Other topics addressed by the panelists:


  • About 17% of patients experience a sore arm or high fever with the second dose of the vaccine. Dr. Boyd emphasized to tell patients that these reactions are normal—it is your body creating the antibodies.
  • While health care workers will be the first to receive the vaccine, Dr. Ault suggested staggering the administration within hospital units so not all workers are experiencing sickness from the vaccine reaction at the same time.
  • To help track how patients respond to the vaccine, the CDC has developed an app called V-Safe, which will soon be launched. Patients will be able to enter information about how they react to the vaccine. Dr. Ault strongly encouraged health care workers to sign up for the app when it is introduced.

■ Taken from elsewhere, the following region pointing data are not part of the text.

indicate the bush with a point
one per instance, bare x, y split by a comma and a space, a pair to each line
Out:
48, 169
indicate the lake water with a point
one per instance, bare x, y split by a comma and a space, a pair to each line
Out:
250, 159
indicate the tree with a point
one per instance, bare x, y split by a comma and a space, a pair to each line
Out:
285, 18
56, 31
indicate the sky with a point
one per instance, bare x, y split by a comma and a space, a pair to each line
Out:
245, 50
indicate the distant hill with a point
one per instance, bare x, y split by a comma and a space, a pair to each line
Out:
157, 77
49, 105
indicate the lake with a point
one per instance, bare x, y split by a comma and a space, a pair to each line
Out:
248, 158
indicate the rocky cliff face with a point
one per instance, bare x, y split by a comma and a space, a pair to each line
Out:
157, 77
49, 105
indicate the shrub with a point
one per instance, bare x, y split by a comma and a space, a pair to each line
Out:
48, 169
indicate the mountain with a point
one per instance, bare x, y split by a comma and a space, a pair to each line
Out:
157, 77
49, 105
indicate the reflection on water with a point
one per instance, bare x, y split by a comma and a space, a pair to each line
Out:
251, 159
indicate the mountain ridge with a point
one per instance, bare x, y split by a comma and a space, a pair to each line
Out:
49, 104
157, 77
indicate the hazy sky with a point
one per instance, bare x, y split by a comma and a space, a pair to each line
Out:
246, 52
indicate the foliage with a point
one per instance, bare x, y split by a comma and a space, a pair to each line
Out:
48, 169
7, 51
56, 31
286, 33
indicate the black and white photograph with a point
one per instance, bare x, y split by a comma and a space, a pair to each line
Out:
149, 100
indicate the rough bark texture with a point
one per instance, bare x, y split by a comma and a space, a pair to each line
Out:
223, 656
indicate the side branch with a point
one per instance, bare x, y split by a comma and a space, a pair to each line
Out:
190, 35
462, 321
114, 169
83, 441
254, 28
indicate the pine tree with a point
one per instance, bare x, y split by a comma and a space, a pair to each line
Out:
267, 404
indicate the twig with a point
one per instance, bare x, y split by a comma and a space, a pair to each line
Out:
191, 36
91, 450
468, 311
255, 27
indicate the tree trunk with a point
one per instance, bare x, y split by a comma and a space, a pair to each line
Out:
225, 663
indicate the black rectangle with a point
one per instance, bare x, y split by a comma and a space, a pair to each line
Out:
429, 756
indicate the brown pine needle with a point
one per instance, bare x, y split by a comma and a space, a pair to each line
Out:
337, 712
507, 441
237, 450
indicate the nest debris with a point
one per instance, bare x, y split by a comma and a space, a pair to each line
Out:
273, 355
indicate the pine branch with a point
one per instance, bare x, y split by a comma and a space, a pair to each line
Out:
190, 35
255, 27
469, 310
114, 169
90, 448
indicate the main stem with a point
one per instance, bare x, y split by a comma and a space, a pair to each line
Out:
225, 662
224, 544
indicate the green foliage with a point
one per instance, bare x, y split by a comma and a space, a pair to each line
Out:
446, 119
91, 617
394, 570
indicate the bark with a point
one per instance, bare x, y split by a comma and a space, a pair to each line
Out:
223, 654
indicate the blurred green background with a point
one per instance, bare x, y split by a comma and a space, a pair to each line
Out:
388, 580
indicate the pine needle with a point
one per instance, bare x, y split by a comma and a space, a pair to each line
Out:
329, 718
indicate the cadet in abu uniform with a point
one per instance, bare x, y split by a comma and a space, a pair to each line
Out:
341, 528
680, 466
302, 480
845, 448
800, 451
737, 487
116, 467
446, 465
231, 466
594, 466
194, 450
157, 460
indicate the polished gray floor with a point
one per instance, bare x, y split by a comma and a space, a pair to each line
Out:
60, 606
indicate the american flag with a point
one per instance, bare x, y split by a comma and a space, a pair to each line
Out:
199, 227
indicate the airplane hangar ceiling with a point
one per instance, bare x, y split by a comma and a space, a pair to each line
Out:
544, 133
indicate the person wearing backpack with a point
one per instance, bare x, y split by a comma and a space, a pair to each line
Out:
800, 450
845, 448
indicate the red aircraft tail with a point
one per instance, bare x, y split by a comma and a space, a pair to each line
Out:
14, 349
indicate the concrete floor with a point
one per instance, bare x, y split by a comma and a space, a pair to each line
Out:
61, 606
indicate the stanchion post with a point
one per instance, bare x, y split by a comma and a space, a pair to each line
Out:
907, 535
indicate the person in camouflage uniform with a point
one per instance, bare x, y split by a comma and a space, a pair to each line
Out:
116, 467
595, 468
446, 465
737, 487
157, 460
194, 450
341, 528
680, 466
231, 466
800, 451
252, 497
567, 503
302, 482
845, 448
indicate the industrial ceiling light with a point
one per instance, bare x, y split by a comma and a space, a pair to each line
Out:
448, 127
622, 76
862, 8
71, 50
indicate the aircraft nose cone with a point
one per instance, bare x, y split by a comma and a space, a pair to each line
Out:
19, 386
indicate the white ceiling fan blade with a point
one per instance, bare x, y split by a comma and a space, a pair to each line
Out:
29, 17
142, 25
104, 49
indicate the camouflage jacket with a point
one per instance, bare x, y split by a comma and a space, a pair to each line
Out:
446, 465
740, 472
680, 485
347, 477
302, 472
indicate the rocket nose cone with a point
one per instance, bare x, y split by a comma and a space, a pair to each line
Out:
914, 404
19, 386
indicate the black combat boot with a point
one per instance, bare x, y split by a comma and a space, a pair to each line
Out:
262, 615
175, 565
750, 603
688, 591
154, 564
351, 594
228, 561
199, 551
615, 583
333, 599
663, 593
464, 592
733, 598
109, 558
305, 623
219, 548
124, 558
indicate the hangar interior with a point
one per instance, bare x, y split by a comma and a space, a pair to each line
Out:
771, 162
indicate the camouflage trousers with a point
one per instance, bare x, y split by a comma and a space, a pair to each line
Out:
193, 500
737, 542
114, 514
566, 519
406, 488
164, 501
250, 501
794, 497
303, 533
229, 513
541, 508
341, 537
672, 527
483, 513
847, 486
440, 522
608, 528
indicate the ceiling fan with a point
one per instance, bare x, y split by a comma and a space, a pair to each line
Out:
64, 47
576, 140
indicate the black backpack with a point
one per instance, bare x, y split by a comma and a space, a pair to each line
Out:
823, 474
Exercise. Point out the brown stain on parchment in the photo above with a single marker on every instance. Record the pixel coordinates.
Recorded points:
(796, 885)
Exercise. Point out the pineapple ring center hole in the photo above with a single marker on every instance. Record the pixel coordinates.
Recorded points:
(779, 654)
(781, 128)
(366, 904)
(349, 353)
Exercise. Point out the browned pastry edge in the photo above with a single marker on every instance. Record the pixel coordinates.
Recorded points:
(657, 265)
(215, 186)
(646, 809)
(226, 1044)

  • Subpopulations such as those who are HIV positive or have type 2 diabetes should work with their physicians in monitoring data on subpopulations as it becomes available.
  • Pregnant women should discuss the risks and benefits of getting the vaccine with their physicians. Additional guidance will become available.
  • People who have had COVID-19 should get vaccinated; it will help increase their antibodies. Research is still being done on how long to wait after being infected before receiving the vaccine.


  • People who think they have been exposed to COVID-19 should wait 5-7 days before being tested to allow time for incubation.